The check runs per file, so the project runok.yml, any file pulled in via extends, and every transitively extended preset are all validated independently.

runok update-presets now respects this field when choosing upgrade tags. Candidate tags are inspected from newest to oldest, and the newest candidate whose preset tree (including transitive extends) satisfies the current runok binary is adopted. This lets preset repositories ship schema-incompatible changes under newer tags without breaking users who are still on older runok. When one or more newer candidates are skipped, update-presets emits a warning so you know that upgrading the runok binary would unlock newer preset versions.

Automatic preset refresh (the TTL-driven background update that runs inside runok check, runok exec, and similar commands) now applies the same check. The cache working tree is only advanced to a new revision after required_runok_version has been verified via git show, so concurrent runok processes never see a partially-updated preset that is too new for them. If the new revision is incompatible the refresh is silently skipped and the existing cached preset is used — the warning is reserved for update-presets so that normal operations stay quiet.

Nightly builds (X.Y.Z-nightly+<sha>) are treated as “latest” for the purpose of version checks, so any >=X.Y.Z constraint passes automatically. Upper-bounded ranges still reject nightly intentionally.

See Extends — Version Guards for preset authoring guidance and Configuration Schema — required_runok_version for the field reference.

Flag alias groups with <flag:name> placeholder (#278)

Section titled “Flag alias groups with <flag:name> placeholder (#278)”

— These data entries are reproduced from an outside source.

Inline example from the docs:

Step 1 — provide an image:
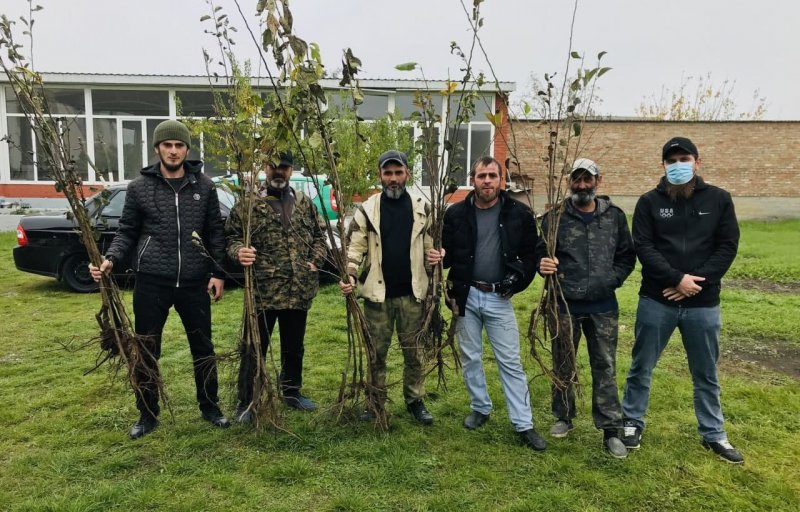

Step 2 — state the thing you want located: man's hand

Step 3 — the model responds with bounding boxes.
[208,277,225,302]
[426,249,444,266]
[675,274,706,297]
[339,276,356,295]
[89,260,114,283]
[539,257,558,276]
[236,247,256,267]
[661,286,686,302]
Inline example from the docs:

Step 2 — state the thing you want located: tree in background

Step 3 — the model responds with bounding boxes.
[636,73,767,121]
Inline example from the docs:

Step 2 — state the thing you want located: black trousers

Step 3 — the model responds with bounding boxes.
[133,279,218,417]
[238,309,308,405]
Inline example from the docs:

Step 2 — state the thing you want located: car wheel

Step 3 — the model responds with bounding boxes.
[61,254,98,293]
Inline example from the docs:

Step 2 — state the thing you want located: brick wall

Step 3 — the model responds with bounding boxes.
[506,120,800,197]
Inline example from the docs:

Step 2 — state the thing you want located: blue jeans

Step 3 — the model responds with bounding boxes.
[456,288,533,432]
[622,297,727,442]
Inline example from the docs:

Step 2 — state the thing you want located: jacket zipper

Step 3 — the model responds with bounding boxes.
[136,236,153,272]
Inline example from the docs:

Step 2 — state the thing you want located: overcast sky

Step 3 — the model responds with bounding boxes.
[0,0,800,120]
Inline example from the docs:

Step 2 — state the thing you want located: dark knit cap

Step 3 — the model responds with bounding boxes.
[153,119,192,148]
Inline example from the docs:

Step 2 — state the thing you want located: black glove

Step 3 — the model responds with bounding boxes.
[494,272,519,299]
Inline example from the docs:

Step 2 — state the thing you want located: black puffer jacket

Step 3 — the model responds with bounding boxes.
[536,196,636,301]
[106,160,225,287]
[633,176,739,307]
[442,191,538,316]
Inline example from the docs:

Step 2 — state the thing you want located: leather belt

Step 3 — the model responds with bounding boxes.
[471,281,497,293]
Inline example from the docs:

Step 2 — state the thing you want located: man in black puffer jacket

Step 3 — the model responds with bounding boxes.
[622,137,744,464]
[438,157,547,451]
[90,120,230,439]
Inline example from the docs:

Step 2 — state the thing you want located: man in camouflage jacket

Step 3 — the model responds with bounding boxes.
[537,158,636,458]
[225,154,327,423]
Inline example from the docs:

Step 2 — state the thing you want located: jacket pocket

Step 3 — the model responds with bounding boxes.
[136,236,153,272]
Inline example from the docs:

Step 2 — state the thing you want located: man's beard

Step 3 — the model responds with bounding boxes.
[666,177,697,203]
[383,185,406,199]
[269,179,289,190]
[159,157,186,172]
[571,187,597,206]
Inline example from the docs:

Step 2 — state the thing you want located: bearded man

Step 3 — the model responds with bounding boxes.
[438,156,547,451]
[225,153,327,424]
[537,158,636,459]
[339,150,438,425]
[622,137,744,464]
[89,119,230,439]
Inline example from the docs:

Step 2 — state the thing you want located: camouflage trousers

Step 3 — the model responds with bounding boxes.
[552,310,622,430]
[364,295,425,403]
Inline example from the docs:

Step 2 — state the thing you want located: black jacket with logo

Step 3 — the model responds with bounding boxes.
[106,160,225,287]
[633,176,739,307]
[442,191,538,316]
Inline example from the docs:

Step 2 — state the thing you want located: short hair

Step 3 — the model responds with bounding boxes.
[469,156,503,176]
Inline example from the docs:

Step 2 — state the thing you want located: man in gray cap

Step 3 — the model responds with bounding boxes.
[339,151,433,425]
[622,137,744,464]
[90,120,230,439]
[536,158,636,459]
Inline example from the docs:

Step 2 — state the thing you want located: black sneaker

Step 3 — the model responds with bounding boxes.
[128,416,158,439]
[283,393,317,412]
[703,439,744,464]
[464,411,489,430]
[233,404,255,425]
[622,420,642,450]
[406,398,433,425]
[203,409,231,428]
[517,428,547,452]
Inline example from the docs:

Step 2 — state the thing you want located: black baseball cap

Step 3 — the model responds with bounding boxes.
[378,149,408,169]
[661,137,700,161]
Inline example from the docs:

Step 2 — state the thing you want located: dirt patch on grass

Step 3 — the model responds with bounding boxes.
[725,278,800,294]
[720,340,800,380]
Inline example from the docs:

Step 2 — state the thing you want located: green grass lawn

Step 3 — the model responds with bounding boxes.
[0,221,800,511]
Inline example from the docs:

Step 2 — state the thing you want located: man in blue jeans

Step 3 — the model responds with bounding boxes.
[622,137,744,464]
[428,157,547,451]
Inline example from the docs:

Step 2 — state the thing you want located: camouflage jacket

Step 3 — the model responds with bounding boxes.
[536,196,636,301]
[225,188,327,311]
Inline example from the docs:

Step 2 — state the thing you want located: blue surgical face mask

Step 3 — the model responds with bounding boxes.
[666,162,694,185]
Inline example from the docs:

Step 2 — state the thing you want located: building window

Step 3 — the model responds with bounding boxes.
[92,89,169,116]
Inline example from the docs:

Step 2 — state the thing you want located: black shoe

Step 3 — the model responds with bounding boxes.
[622,420,642,450]
[703,439,744,464]
[203,409,231,428]
[406,398,433,425]
[233,404,254,425]
[464,411,489,430]
[517,428,547,452]
[128,416,158,439]
[283,393,317,411]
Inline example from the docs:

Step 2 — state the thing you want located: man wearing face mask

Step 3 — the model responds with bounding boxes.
[622,137,744,464]
[536,158,636,459]
[339,151,438,425]
[225,153,327,423]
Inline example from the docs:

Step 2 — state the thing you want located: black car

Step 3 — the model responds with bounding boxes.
[14,184,241,292]
[14,184,340,293]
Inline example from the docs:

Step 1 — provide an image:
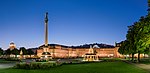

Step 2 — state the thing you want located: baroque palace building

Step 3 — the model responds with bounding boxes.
[37,44,121,58]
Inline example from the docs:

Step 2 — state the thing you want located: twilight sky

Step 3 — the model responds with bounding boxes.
[0,0,147,49]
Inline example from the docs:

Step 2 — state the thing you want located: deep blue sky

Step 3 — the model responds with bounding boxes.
[0,0,147,49]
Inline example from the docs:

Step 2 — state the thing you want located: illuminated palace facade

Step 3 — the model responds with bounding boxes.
[37,44,121,58]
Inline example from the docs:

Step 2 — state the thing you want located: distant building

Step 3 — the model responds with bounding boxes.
[37,44,120,58]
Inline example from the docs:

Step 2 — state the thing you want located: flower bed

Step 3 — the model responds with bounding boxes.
[13,62,61,69]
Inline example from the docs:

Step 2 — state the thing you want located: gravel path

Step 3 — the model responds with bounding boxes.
[135,64,150,72]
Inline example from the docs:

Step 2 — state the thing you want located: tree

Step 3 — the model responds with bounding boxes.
[0,48,4,56]
[4,49,11,55]
[12,48,19,57]
[19,47,27,55]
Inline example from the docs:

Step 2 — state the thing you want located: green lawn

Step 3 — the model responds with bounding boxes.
[0,62,146,73]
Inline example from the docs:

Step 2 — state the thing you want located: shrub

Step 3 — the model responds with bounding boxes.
[14,62,61,69]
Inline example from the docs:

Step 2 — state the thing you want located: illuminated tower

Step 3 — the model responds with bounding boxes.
[9,42,16,50]
[41,12,52,60]
[45,12,48,46]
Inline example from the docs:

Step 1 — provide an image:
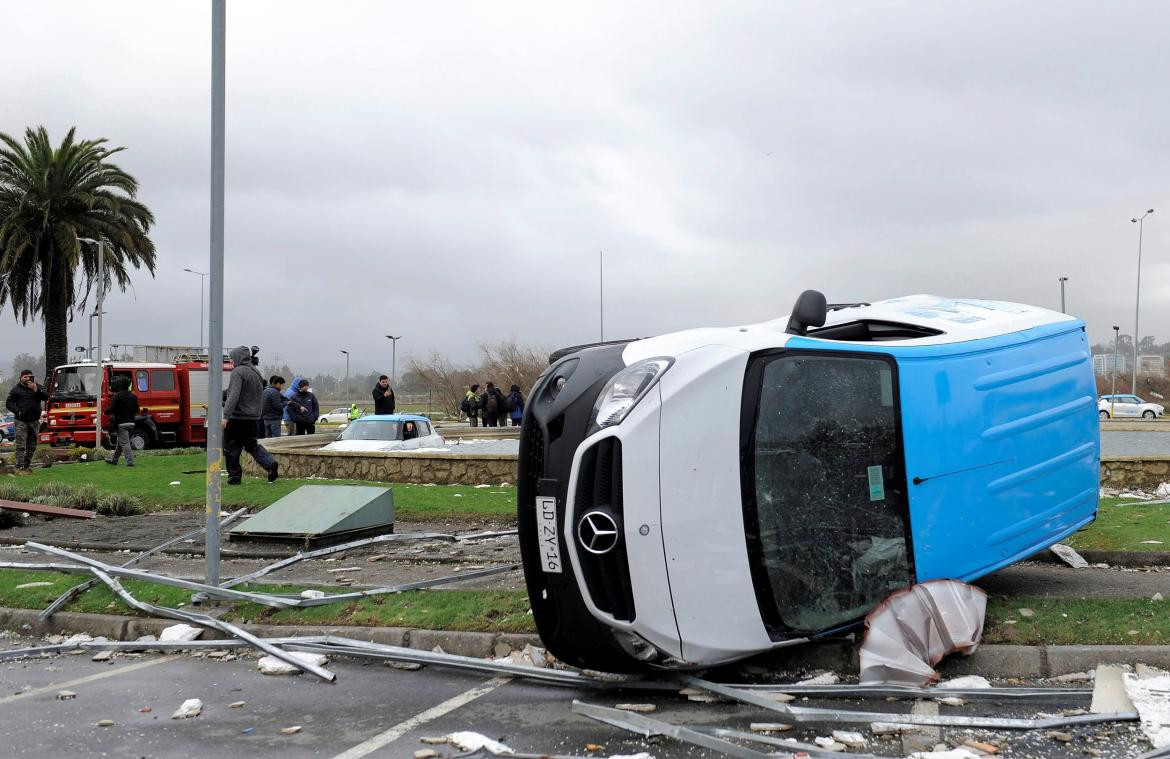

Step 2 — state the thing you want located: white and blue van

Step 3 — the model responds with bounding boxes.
[518,291,1100,671]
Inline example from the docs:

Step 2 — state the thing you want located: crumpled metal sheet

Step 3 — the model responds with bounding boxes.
[861,580,987,685]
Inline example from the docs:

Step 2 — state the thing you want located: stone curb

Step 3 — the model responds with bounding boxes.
[0,607,1170,679]
[0,607,541,658]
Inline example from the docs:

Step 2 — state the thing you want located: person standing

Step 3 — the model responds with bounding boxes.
[260,374,289,437]
[105,377,138,467]
[460,384,480,427]
[372,374,394,414]
[5,370,49,475]
[508,385,524,427]
[220,345,280,485]
[288,379,321,435]
[481,382,504,427]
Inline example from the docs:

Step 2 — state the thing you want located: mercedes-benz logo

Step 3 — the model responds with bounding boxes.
[577,511,618,556]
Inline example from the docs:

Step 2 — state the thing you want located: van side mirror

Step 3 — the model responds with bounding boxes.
[784,290,828,334]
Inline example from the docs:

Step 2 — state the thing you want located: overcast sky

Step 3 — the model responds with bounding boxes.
[0,0,1170,372]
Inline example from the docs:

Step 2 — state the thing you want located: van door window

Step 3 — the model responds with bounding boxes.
[742,351,914,634]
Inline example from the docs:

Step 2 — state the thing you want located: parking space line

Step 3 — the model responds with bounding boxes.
[0,657,171,705]
[333,677,511,759]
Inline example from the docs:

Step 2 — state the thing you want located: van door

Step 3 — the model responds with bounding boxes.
[742,351,914,640]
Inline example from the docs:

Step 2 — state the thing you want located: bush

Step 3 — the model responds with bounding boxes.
[97,492,146,517]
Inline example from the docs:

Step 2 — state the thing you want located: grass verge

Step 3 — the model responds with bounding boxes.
[1065,498,1170,551]
[983,598,1170,646]
[0,570,536,633]
[6,454,516,519]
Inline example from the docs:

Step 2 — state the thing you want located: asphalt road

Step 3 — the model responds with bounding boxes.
[0,641,1148,759]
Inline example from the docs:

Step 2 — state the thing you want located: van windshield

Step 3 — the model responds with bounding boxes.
[742,351,913,636]
[53,366,101,398]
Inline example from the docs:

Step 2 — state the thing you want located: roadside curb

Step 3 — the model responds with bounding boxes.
[0,607,1170,679]
[0,607,541,658]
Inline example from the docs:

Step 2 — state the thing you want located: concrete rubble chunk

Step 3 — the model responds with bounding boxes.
[1089,664,1134,715]
[256,651,329,675]
[158,623,204,643]
[833,730,866,748]
[613,704,658,715]
[1048,543,1089,570]
[171,698,204,719]
[447,730,515,754]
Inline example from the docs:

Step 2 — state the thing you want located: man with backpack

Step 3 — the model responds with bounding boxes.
[459,384,480,427]
[482,382,504,427]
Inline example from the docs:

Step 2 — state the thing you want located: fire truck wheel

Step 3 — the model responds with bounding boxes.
[130,428,150,450]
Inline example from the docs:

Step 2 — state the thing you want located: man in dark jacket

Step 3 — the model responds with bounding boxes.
[480,382,504,427]
[288,379,321,435]
[373,374,394,414]
[105,377,138,467]
[260,374,289,437]
[5,370,49,475]
[221,345,278,485]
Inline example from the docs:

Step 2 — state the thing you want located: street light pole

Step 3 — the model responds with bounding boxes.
[386,334,402,387]
[1132,208,1154,395]
[184,269,209,351]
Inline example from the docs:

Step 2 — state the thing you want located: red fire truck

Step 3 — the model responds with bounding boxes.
[40,356,232,450]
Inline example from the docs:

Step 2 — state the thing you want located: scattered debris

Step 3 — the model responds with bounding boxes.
[171,698,204,719]
[256,651,329,675]
[1048,543,1089,570]
[860,580,987,685]
[158,625,204,643]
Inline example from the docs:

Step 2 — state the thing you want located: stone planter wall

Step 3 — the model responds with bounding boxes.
[1101,456,1170,490]
[242,446,517,485]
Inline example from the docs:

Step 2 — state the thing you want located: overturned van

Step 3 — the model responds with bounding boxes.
[518,291,1100,671]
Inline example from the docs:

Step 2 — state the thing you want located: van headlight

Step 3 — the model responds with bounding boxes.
[589,358,674,435]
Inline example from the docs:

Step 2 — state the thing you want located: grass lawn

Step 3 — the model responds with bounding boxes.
[1065,498,1170,551]
[983,598,1170,646]
[0,570,536,633]
[6,454,516,519]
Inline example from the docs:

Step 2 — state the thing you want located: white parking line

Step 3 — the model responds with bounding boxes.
[333,677,511,759]
[0,657,171,705]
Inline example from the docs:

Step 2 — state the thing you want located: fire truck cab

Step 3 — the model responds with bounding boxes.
[40,357,230,450]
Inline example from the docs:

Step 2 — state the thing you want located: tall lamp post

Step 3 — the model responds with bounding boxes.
[386,334,402,387]
[1129,208,1154,395]
[184,269,211,351]
[78,237,105,449]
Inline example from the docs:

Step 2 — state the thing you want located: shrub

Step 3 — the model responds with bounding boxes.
[97,492,146,517]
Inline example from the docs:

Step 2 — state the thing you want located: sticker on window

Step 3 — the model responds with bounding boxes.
[866,467,886,501]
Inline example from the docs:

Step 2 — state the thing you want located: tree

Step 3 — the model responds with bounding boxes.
[0,126,154,376]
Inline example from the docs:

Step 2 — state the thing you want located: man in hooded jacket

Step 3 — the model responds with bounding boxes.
[221,345,280,485]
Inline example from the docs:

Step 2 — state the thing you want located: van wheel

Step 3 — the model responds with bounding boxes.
[130,428,150,450]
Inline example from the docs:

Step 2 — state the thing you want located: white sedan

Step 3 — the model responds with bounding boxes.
[317,408,350,425]
[1097,395,1165,419]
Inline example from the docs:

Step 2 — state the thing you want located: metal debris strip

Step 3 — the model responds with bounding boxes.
[735,683,1093,701]
[572,698,772,759]
[691,725,881,759]
[36,506,248,622]
[682,677,1137,730]
[90,567,337,683]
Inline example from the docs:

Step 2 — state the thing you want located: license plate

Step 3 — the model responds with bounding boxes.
[536,496,562,574]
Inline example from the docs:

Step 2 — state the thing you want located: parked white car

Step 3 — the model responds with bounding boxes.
[1097,394,1165,419]
[323,414,443,450]
[317,408,350,425]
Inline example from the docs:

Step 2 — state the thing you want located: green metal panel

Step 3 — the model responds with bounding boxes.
[229,485,394,537]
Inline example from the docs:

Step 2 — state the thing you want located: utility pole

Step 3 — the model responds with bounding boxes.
[200,0,227,585]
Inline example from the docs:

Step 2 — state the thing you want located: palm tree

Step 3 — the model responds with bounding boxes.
[0,126,154,371]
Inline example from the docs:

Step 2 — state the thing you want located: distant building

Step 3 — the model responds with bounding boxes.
[1137,356,1166,377]
[1093,353,1127,374]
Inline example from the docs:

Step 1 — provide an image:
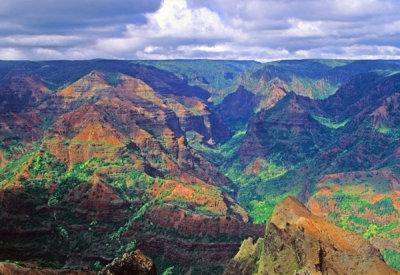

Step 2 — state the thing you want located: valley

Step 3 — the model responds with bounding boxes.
[0,59,400,274]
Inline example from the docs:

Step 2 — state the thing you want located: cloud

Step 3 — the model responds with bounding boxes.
[0,0,400,61]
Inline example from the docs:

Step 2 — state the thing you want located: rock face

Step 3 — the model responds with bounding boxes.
[99,250,157,275]
[224,196,400,275]
[0,263,95,275]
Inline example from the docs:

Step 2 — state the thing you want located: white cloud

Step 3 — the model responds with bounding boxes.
[0,48,25,60]
[0,0,400,61]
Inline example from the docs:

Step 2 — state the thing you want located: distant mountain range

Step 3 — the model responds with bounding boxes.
[0,59,400,274]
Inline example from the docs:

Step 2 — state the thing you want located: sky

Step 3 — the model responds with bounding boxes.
[0,0,400,61]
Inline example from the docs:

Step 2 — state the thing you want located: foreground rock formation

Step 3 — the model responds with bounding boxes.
[0,262,95,275]
[224,196,400,275]
[99,250,157,275]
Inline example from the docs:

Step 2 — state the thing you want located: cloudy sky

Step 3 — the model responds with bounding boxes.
[0,0,400,61]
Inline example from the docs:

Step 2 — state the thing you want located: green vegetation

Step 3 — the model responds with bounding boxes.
[135,60,258,90]
[312,116,349,129]
[382,248,400,270]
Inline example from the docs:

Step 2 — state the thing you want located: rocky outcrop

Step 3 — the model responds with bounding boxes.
[99,250,157,275]
[145,206,265,238]
[0,262,95,275]
[225,196,400,275]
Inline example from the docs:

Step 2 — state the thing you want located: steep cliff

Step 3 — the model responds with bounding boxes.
[224,196,400,275]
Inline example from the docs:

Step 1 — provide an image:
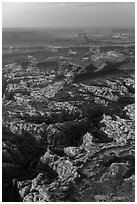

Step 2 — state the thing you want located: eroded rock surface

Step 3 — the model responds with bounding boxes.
[3,52,135,202]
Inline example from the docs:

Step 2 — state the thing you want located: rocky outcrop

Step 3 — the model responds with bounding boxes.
[2,47,135,202]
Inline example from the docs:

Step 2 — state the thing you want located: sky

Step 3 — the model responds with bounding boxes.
[2,2,135,28]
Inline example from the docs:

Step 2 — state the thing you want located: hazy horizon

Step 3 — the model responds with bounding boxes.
[2,2,135,29]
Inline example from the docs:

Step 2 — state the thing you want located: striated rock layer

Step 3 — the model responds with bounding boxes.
[2,53,135,202]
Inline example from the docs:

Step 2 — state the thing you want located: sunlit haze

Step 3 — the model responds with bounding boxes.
[2,2,135,28]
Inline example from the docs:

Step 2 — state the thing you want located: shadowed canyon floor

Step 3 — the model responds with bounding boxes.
[2,45,135,202]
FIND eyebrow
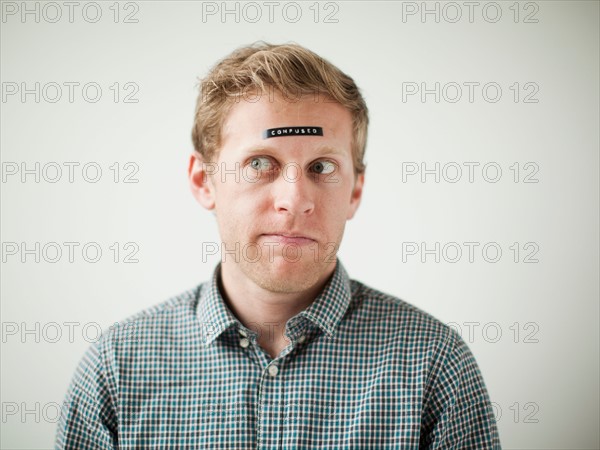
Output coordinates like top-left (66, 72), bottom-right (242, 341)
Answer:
top-left (244, 145), bottom-right (348, 156)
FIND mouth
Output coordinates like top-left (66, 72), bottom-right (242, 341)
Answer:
top-left (261, 232), bottom-right (316, 245)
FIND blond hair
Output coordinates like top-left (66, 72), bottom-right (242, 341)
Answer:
top-left (192, 42), bottom-right (369, 174)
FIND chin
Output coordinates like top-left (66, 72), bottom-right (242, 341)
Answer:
top-left (242, 256), bottom-right (326, 293)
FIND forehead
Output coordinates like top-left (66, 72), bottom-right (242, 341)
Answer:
top-left (222, 92), bottom-right (352, 152)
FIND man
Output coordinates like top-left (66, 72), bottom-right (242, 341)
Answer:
top-left (57, 44), bottom-right (500, 449)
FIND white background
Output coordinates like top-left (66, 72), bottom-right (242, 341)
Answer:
top-left (0, 1), bottom-right (600, 449)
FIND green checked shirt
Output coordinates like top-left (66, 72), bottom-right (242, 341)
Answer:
top-left (56, 260), bottom-right (500, 450)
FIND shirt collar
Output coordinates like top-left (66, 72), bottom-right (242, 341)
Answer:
top-left (197, 258), bottom-right (352, 346)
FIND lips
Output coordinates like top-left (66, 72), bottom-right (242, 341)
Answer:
top-left (261, 231), bottom-right (316, 245)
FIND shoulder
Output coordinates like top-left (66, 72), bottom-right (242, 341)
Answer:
top-left (347, 279), bottom-right (468, 358)
top-left (80, 283), bottom-right (205, 370)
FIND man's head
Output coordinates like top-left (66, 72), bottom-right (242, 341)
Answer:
top-left (189, 45), bottom-right (368, 293)
top-left (192, 43), bottom-right (369, 174)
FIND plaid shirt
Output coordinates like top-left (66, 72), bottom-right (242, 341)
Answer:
top-left (56, 260), bottom-right (500, 450)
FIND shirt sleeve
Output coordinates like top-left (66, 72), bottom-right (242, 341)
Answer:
top-left (420, 329), bottom-right (501, 450)
top-left (55, 343), bottom-right (119, 450)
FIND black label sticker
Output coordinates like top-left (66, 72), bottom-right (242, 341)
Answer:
top-left (263, 127), bottom-right (323, 139)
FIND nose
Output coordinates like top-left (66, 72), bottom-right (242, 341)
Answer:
top-left (273, 168), bottom-right (315, 215)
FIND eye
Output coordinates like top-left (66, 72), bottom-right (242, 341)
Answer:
top-left (312, 161), bottom-right (335, 174)
top-left (250, 156), bottom-right (273, 171)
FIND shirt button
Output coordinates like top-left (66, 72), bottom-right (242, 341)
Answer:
top-left (268, 364), bottom-right (279, 377)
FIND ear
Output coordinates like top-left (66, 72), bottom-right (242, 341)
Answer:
top-left (346, 172), bottom-right (365, 220)
top-left (188, 152), bottom-right (215, 210)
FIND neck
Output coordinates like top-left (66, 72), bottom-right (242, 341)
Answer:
top-left (219, 263), bottom-right (335, 357)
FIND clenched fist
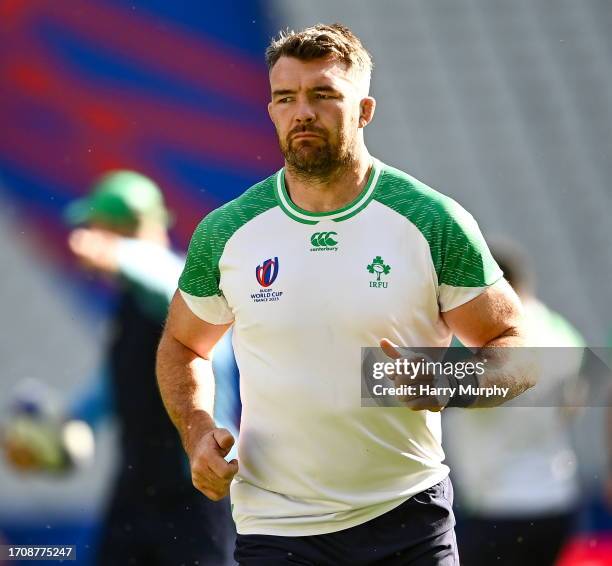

when clauses can now inspect every value of a repeated or aliased flag through the new <flag:name> placeholder and the corresponding flag_groups CEL variable.

Define a group of aliased flags under definitions.flag_groups, reference it with <flag:name> in a pattern, and then iterate through every captured value in the when clause:

runok.yml
definitions:
  flag_groups:
    field-flag: ['-f', '-F', '--field', '--raw-field']


rules:
  # Allow `gh api graphql` queries, but ask before any mutation.
  - allow: 'gh api graphql <flag:field-flag> *'
    when: '!flag_groups["field-flag"].exists(v, v.startsWith("query=mutation"))'
  - ask: 'gh api graphql <flag:field-flag> *'

flag_groups[name] is always exposed as a list, even for a single occurrence, so you can use CEL list macros (exists, all, size) without juggling string-vs-list types. Every group declared in definitions.flag_groups is also present in the CEL variable as an empty list when the matched rule did not capture any value, so flag_groups["name"] never fails with an undeclared-reference error.

This unlocks several common security checks that were previously awkward or impossible:

  • gh api graphql — distinguish queries from mutations across -f, -F, --field, --raw-field.
  • curl --data ... — detect attempts to send sensitive files (-d @/etc/passwd) across all -d/--data/--data-raw/--data-binary aliases.
  • docker run -v ... — inspect every --volume mount, not just the first one.
  • git -c key=value ... — check every -c/--config override at once.

See <flag:name> and When Clauses — flag_groups for details.

Bug Fixes

Section titled “Bug Fixes”

Wrapper recognition for subshell-wrapped compound commands (#297)

Section titled “Wrapper recognition for subshell-wrapped compound commands (#297)”

Commands of the form <wrapper> (<compound>) — for example time (lefthook run pre-commit 2>&1 | tail -40) — are now recognized by wrapper patterns such as time <cmd>. The subshell is captured as a single <cmd> argument, then its body is split into sub-commands (lefthook run pre-commit, tail -40) and each is evaluated individually with Explicit Deny Wins.

Previously the wrapper path flattened the input to whitespace-delimited tokens, so time (ls | tail -40) came out as time, (ls, |, tail, -40) and matched neither the time <cmd> wrapper nor the compound-command path, falling through to defaults.action. Rule evaluation now uses a tree-sitter-bash walk to tokenize single commands, preserving shell groupings ((...), $(...), `...`, <(...)) as one token each so wrapper placeholder extraction can capture them whole. In the same fix, the compound extractor also recurses into bare subshells attached to a command, which keeps time (...) symmetric with the long-standing handling of echo $(...).